The containers you choose should ideally have good drainage with a tray at the bottom to catch any excess water and keep your herbs from sitting in soggy soil. Overwatering could easily be your downfall. That said, there are many indoor herb-garden setups sold, like mason jars, that don’t have any drainage. If you want to use something like that for the look of it, be sure to place a layer of stones at the bottom. They’ll help catch the excess water and give the soil a place to drain.
“Coffee plants? Like, the plants that grow coffee beans?” Yes, exactly! Although it may take a few years to produce enough beans to for a cup of coffee, you can buy and nurture your own indoor coffee plant to grow your own morning brew.
This one isn’t as instantly gratifying as the herb garden, so keep that in mind when deciding whether or not to take this plant on. You can find young coffee plants in nurseries, and they’re usually a few years off from blooming and producing beans at that point. But growing it to the point of a successful harvest can feel very satisfying in the end — and you’ll get to grind your own homegrown beans!
Caring for your coffee plant
The coffee plant is an edible houseplant that can successfully be grown indoors year-round, provided you have the right conditions. These plants prefer bright, indirect sunlight, making them perfect for floor-plant stands near a window. Like many plants, they don’t withstand temperature below freezing and prefer to be kept in an environment above 65 degrees. To that effect, you’ll want to keep them away from any drafty areas of the home during the winter. This may mean relocating your plant for a few months, or setting up its initial home with that in mind.
These plants also require pots and soil that have good drainage. When watering, you want to make sure the soil stays somewhat moist without getting soaked. To achieve that, it’s best to let the top part of the soil dry out a bit between waterings (without letting the whole pot dry out). Pay attention to how much water drains out the bottoms, too, to help avoid overwatering. You know there’s enough in the pot when it starts to get in the tray.
Vegetables that can be grown in containers, like chili peppers, also make good edible houseplants that can be grown year-round. Typically, the types of vegetables that do best growing indoors are smaller varieties. They don’t take up as much space, don’t need as much space, and can still provide you with a relatively nice harvest for as long as they’re producing.
Chili peppers specifically (and many other vegetables) require well-lit areas, so keep that in mind when you decide which ones to grow in your home. For the colder months when there is less light, you may need to set up artificial grow lights to help keep them alive and thriving. Luckily, with most vegetables, the care requirements for outdoors versus indoors are roughly the same. If you’re well-versed in outdoor garden growing, the shift to indoor should be no trouble.

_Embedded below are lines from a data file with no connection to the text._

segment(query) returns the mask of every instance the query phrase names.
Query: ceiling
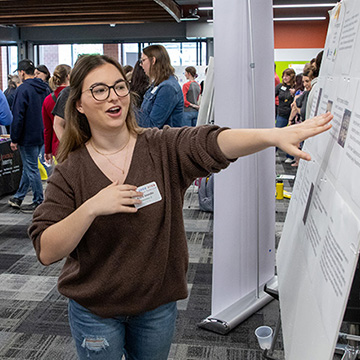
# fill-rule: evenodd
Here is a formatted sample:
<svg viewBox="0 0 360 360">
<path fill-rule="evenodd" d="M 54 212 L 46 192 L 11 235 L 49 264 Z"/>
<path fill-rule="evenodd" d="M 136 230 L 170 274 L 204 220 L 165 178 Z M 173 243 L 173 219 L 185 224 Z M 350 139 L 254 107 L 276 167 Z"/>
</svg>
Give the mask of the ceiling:
<svg viewBox="0 0 360 360">
<path fill-rule="evenodd" d="M 180 21 L 174 0 L 0 0 L 0 24 L 54 26 Z"/>
<path fill-rule="evenodd" d="M 335 2 L 336 0 L 273 0 L 275 6 Z M 191 15 L 200 16 L 199 21 L 203 22 L 212 19 L 212 10 L 201 11 L 198 8 L 211 5 L 212 0 L 51 0 L 45 3 L 43 0 L 21 0 L 19 6 L 19 0 L 0 0 L 0 26 L 176 23 Z M 275 8 L 274 17 L 328 17 L 331 7 Z"/>
</svg>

As with any container plant, though, you’ll want to be aware of how much you’re watering your peppers and other vegetables. Containers don’t dry out as fast as the ground outside, so watering will require more active attention to avoid overwatering (and underwatering).
With a good mix of herbs, vegetables, and plants that require longer nurturing like the coffee plant, you’ll have an indoor garden that supplies you with crops at many times, in many ways. Having fresh vegetables and herbs in the winter that you’ve grown yourself is very rewarding — and delicious — and you’ll be hooked once you brew your own homegrown cup of coffee.